From ambition
to real progress.
The details in these cases have been adjusted to protect client confidentiality. The work, the approach, and the outcomes are real.
You won't find client logos on this page. The work I do sits at the core of a business: strategy, operations, leadership decisions. It's sensitive by nature. I protect that. Every client I work with gets the same promise: what happens in the room stays in the room.
A services firm with one clear ambition: get the business ready to sell.
A recruitment firm. Over 20 years in the market. Good reputation, loyal clients, a stable team. The founders wanted one thing: to build a company worth buying. At the right price. Within a set timeframe. When they looked honestly at what they had, they knew it wasn't there yet. That was the starting point.
Define the Route: we looked honestly at where the company was strongest, where the market had room, and where there were few competitors. The answer was a much narrower focus. A specific part of the market where almost nobody else was playing, with a service model and pricing to match.
Run the Climb: we worked in cycles. First, test it. Could they win the right clients at higher prices? Then double down. Then improve delivery. Then push on sales.
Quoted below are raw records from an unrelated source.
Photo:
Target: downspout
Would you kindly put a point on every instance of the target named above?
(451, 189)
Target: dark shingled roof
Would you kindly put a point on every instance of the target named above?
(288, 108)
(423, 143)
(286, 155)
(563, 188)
Quarter by quarter, always asking the same question: what's the lowest hanging fruit that gives us the most right now?
The team went from avoiding hard conversations to making them normal. Hard on the problem, soft on the person.
A PE-backed group had bought four companies and was running them all separately. They needed to bring it together, fast, without breaking the businesses or losing the people who made them work.
Four companies, bought over time. Each one running its own operations, finance, HR and systems. The goal was easy to say and hard to do: bring the overhead together into one structure, cut the cost, and build something worth selling. Without breaking what was already working.
The hard part was never the numbers. It was the people. Four companies meant four cultures, four ways of working, four sets of interests. Get it wrong and the best people leave. Get it right and the whole group moves faster.
We brought everyone into the thinking as it took shape. The one on one conversations happened before the group ones. We listened at every step. So by the time the plan was on the table, it wasn't news to anyone. The hard conversations had already happened. Everyone in the room knew what was coming, and why.
Operations, finance and HR came together into one team across all four companies. Done in four months. One reporting system, one view across all four businesses, live within ten.
Done without the upheaval this kind of change usually brings.
Every mountain is different. Every climb has its own terrain, its own challenges, its own route.
But the principles that make a climb successful — those don't change.
A brand that exploded overnight, and needed an operation that could match the ambition.
The founder knew exactly what he wanted: to build the number one brand in his category across Europe. He knew exactly how he was going to win: be the fastest to deliver, have the best product, give the best customer service. Locally, it was already working. Then it scaled before he was ready.
Brilliant marketing created demand across Europe almost overnight. The team was small. The systems were local. The three promises that had won customers were now at serious risk. Speed, quality, service.
Run the Climb: one clear goal for the year: fast delivery anywhere in Europe, returns that actually worked, and customer service that matched the brand's promise. Quarter by quarter, we built the system. One question drove every decision: what is the biggest problem right now, and what is the fastest way to solve it?
The brand went on to be recognised by the Financial Times as one of the fastest growing e-commerce companies in Europe. No outside investment. Lean team. Built on the foundation put in place in that first year.
A specialist consultancy that needed to double its team without losing what made it good.
A specialist consultancy with a powerful brand and a problem most companies would envy. High value clients coming in from across the world. A brand so strong that talented people were queuing up to join. Revenue wasn't the problem. Hiring wasn't the problem. The problem was scale: how do you grow from 25 to 50 people fast, without becoming the thing you've always stood against?
Run the Climb: we designed and built the operational structure that would make the growth possible without killing the culture. Small autonomous business units, each with its own P&L. Built iteratively with the team, not handed down from above. Every week, demoed what we were building. Gathered feedback. Adjusted.